1. A structure of liquid cooled waterblock with thermal conductivities, which is used in the liquid cooled thermal dissipation system for chip of computer's main unit, and is attached on the chip to perform thermal exchange and thus dissipate thermal, in which the waterblock includes:

an upper cover, which is made from materials of good heat-conductivity and is setted with multiple upper and lower conductivities;

a body, which is a container made from materials of good heat-conductivity, and a containing slot is therein formed, the said containing slot is used for storing liquid to perform thermal conduction; and

a fan, which is installed at the top of the upper cover to enforce thermal exchange.

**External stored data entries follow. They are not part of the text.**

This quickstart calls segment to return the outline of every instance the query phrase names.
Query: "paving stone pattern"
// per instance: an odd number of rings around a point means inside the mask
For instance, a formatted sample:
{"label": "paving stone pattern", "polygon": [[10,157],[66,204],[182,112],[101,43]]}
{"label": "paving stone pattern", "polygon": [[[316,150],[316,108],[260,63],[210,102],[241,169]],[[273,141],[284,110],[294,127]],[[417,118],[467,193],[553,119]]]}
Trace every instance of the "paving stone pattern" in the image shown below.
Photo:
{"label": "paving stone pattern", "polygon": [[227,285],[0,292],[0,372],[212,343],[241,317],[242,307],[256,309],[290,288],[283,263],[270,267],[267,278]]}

2. A structure of liquid cooled waterblock with thermal conductivities as claimed in claim 1, wherein the upper and lower conductivities can be embodied into structure of pillar, and gaps are kept between pillars to improve thermal dissipation.

3. A structure of liquid cooled waterblock with thermal conductivities as claimed in claim 1, wherein the upper and lower conductivities can be embodied into structure of hollow pillars.

4. A structure of liquid cooled waterblock with thermal conductivities as claimed in claim 1, wherein the upper and lower conductivities can be embodied into structure of fins and gaps are kept between fins to improve thermal dissipation.

5. A structure of liquid cooled waterblock with thermal conductivities as claimed in claim 1, wherein the lower conductivities can be embodied into interlacing with the conductivities inside the body, and gaps are kept between each lower conductivities and each conductivities.

6. A structure of liquid cooled waterblock with thermal conductivities as claimed in claim 1, wherein the upper cover can be embodied into a concave cover with its bottom upwards while multiple conductivities are setted in the body to contact to the upper cover, and gaps are kept between conductivities such that liquid performs thermal exchange between gaps efficiently.